CSF3 – New Scratch Filesystem – Feb 2025

Audience

These instructions are for people who have previously been using the CSF3 with the SGE batch system (your jobscripts use #$ flags), but who now also have an account on the upgraded CSF3 with the Slurm batch system (your jobscripts use #SBATCH.)

Users that have recently received an account on the upgraded CSF3, but have never used the older CSF3, can stop reading now – no action needed.

PLEASE DO NOT SUBMIT A REQUEST ASKING FOR ACCESS TO THE NEW SYSTEM – WE WILL CONTACT YOU AT THE APPROPRIATE TIME!!!
(answering these requests will slow down our upgrade work!)

Introduction

As part of the Q1 2025 CSF3 upgrade work, a new scratch filesystem will be installed providing approximately 1.9PB storage (an increase of 500TB) as well as improved performance. This will REPLACE the existing scratch storage.

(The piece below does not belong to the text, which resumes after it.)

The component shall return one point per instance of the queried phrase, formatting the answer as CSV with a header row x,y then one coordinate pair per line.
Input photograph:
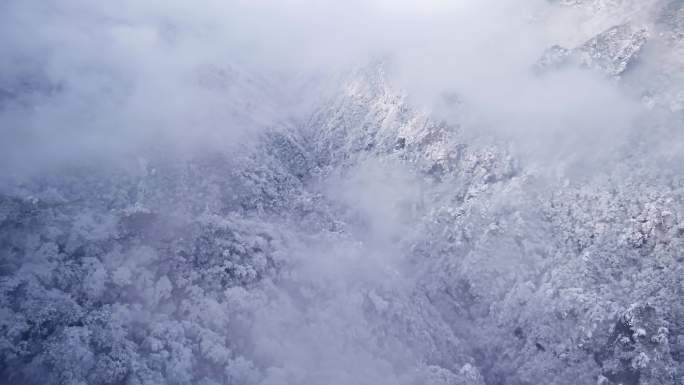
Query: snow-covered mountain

It also ensures future operation of the CSF – the current hardware will be going off maintenance, which puts the filesystem at risk. The new hardware will have 5 more years of hardware support.

Terminology

This page will use the following terms:

“Old scratch”
The scratch area on the older CSF3, running the SGE batch system (your jobscripts use #$ flags), that you’ve been accessing so far, possibly for years, that will be replaced. It contains your existing scratch files you’ve been working with.

On the upgraded CSF3, this old scratch is available at /scratch-old/$USER and is READ-ONLY.

“New scratch”
The scratch area on the upgraded CSF3, running the Slurm batch system (your jobscripts use #SBATCH.) When you login to the upgraded CSF3, this will be your usual day-to-day scratch area on the upgraded system. It will be empty initially!

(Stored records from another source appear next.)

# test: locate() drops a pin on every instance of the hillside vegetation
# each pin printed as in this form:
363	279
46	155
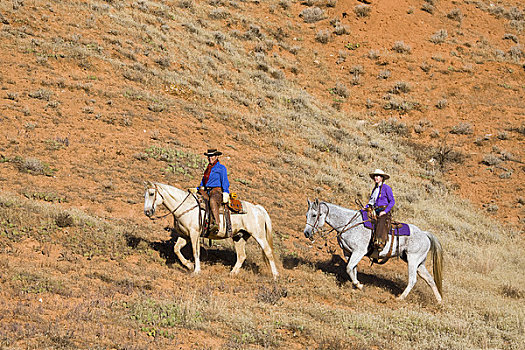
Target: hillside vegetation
304	99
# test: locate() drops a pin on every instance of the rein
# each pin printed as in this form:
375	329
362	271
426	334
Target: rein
345	227
171	211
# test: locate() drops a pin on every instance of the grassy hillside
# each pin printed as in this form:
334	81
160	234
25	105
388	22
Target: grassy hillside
99	96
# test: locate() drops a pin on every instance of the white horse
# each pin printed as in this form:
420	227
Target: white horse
185	210
354	239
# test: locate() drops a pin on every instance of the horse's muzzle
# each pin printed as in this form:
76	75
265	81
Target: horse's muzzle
308	233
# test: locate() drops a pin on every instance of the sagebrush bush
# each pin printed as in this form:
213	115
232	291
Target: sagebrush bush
491	159
443	103
312	14
323	36
341	90
400	87
455	15
362	10
428	8
439	37
462	129
384	74
392	126
401	47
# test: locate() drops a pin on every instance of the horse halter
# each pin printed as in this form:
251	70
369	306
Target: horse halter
314	226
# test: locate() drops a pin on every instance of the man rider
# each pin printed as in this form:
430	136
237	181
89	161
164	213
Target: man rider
214	187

On the upgraded CSF3, this new scratch is available at ~/scratch and is now your scratch area on that system.

Action Required

You are REQUIRED to decide which files you want to retain from your OLD SCRATCH, then COPY THEM to your NEW SCRATCH.

WE WILL NOT BULK TRANSFER YOUR OLD SCRATCH FILES TO THE NEW SCRATCH. AND NOR SHOULD YOU! Please copy ONLY WHAT YOU NEED (spring-clean your scratch!)

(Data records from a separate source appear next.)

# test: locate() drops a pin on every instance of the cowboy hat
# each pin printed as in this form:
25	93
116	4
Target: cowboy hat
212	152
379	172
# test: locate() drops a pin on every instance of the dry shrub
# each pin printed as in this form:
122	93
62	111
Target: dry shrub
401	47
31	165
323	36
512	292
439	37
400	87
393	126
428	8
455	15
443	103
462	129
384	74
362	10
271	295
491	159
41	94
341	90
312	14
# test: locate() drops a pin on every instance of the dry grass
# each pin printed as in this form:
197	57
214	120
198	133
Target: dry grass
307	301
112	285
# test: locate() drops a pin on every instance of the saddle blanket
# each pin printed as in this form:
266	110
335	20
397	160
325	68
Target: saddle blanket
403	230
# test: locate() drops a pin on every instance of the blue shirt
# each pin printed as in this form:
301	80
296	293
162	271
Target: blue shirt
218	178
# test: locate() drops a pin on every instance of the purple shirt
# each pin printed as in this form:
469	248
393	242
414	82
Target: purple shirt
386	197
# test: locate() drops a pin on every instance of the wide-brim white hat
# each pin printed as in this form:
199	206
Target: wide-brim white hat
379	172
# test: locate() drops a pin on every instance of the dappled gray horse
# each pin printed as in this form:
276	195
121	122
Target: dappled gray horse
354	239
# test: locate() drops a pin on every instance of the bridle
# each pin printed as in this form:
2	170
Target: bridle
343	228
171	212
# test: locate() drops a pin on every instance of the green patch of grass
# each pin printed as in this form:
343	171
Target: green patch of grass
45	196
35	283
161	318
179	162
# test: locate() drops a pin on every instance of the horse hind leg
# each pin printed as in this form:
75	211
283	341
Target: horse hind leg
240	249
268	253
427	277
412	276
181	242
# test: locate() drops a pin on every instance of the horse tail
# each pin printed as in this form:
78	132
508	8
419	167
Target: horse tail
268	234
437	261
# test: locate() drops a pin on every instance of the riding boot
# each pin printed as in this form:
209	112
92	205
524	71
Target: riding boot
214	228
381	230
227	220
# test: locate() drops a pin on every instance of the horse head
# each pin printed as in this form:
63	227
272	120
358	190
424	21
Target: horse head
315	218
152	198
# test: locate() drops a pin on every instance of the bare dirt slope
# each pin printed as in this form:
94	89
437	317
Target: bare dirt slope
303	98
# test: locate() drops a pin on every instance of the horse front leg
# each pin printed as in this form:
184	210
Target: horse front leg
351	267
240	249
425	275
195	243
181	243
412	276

IF YOU DO NOTHING, YOUR OLD SCRATCH FILES WILL (EVENTUALLY) BE LOST FOREVER WHEN WE SWITCH OFF THE OLD SCRATCH HARDWARE!!!

Accessing your Scratch Areas

You must be logged-in to the upgraded CSF3 (Slurm) to deal with your old and new scratch. To check that you are on the upgraded CSF3:

#### Remember: You MUST be on the upgraded CSF3 (Slurm) login node ####

[mabcxyz1@login1[csf3] ~]$              # The 'csf3' should be green

ls /scratch-old/$USER
  #
  # You should see your 'old' scratch files from the CSF3 that runs SGE. 

If you see:

ls: cannot access '/scratch-old/mabcxyz1': No such file or directory
  #
  # You're on the old CSF3 - you need to be on the upgraded CSF3!

then you are either on the wrong CSF3 (the old CSF3), or you are a new user that does not have an old scratch area.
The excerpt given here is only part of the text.